Re: Tuba Bashing - A reminder...


[ Follow Ups ] [ Post Followup ] [ TubeNet BBS ] [ FAQ ]

Posted by Rick Denney on January 17, 2002 at 12:27:07:

In Reply to: Tuba Bashing - A reminder... posted by Patrick Sheridan on January 16, 2002 at 19:33:57:

Isn't it really easy to shrug off a bad review when you are successful and confident? I'll never forget your comment at the Army conference last year, when you said that a mistake was easy to take in stride when you perform a work 100 times in a year. You just do better next time. (But I didn't hear any mistakes.)

When I was managing the traffic signals in San Antonio, I was a regular though infrequent subject of the local columnists and cartoonists. One of the cartoons was particularly insulting to the work that we did in the section I managed. I had the option of writing a letter to the editor complaining about the false impression made by the cartoon. But it would not have done any good--people form their own conclusions, and everyone has opinions about traffic signals.

Instead, I requested permission to reproduce the cartoon in the professional society newsletter that I edited at the time.
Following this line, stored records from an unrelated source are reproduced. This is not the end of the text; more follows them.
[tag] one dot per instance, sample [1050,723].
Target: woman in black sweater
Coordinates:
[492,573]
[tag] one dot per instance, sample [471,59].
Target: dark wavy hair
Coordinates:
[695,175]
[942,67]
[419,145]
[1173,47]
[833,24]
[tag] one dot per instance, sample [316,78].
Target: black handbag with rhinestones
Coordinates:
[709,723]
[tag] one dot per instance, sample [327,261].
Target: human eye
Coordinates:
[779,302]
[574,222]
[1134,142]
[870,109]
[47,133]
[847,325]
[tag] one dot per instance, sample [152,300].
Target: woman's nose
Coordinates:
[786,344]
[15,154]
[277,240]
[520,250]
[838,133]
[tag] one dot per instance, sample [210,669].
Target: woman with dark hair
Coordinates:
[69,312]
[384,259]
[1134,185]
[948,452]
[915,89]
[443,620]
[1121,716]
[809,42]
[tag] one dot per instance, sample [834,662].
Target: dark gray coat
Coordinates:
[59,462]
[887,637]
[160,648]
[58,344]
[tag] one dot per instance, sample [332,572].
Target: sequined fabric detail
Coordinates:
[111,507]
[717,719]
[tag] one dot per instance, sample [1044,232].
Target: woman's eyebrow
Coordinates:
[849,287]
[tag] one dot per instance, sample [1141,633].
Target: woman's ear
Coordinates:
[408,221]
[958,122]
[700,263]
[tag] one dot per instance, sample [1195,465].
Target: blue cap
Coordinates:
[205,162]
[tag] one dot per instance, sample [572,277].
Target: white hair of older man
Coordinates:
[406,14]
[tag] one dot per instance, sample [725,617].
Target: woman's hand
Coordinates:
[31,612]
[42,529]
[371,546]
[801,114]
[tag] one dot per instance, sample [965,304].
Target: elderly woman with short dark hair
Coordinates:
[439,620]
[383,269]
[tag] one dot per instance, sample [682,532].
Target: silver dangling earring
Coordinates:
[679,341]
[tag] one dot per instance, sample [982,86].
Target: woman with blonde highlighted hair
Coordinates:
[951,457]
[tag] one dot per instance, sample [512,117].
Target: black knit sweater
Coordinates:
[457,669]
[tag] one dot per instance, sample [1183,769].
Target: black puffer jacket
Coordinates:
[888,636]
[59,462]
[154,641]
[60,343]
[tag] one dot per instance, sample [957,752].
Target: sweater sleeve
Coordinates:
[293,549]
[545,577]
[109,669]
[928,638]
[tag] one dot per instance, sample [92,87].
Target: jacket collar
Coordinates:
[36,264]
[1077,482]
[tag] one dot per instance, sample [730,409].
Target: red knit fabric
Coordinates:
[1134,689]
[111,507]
The newspaper, though surprised, granted the permission and we all had a big laugh over it. I can't see that it did anything at all to damage my professional reputation, and I doubt that it affected anyone's view of San Antonio's traffic signals.

Once, a columnist printed my salary in the newspaper. I think he was trying to show how much money was being wasted by the city in hiring me, but I think it created more sympathy for me that anything else, and I got a raise the next year, heh, heh.

As you prove during every performance, your work stands on its own, immune to the attack of critics who seem to justify their own importance by downgrading the performances of those whose work departs from their own aesthetic rules. This is a common trait of art critics, and lots of great artists have endured such stupidity. But the best experts on artistic criticism suggest that art should be judged by whether it evokes a proper reception of art on the part of the audience. An example of this criticism (and a description of this approach) can be found in C.S. Lewis's "An Experiment in Criticism" (this is not one of Lewis's religious writings, but rather it is an academic work squarely within his professional expertise). He discusses literature and not music, but everything he says applies equally to music and other arts.

By the standard of the effect that you have on audiences, I think your confidence is justified, heh, heh.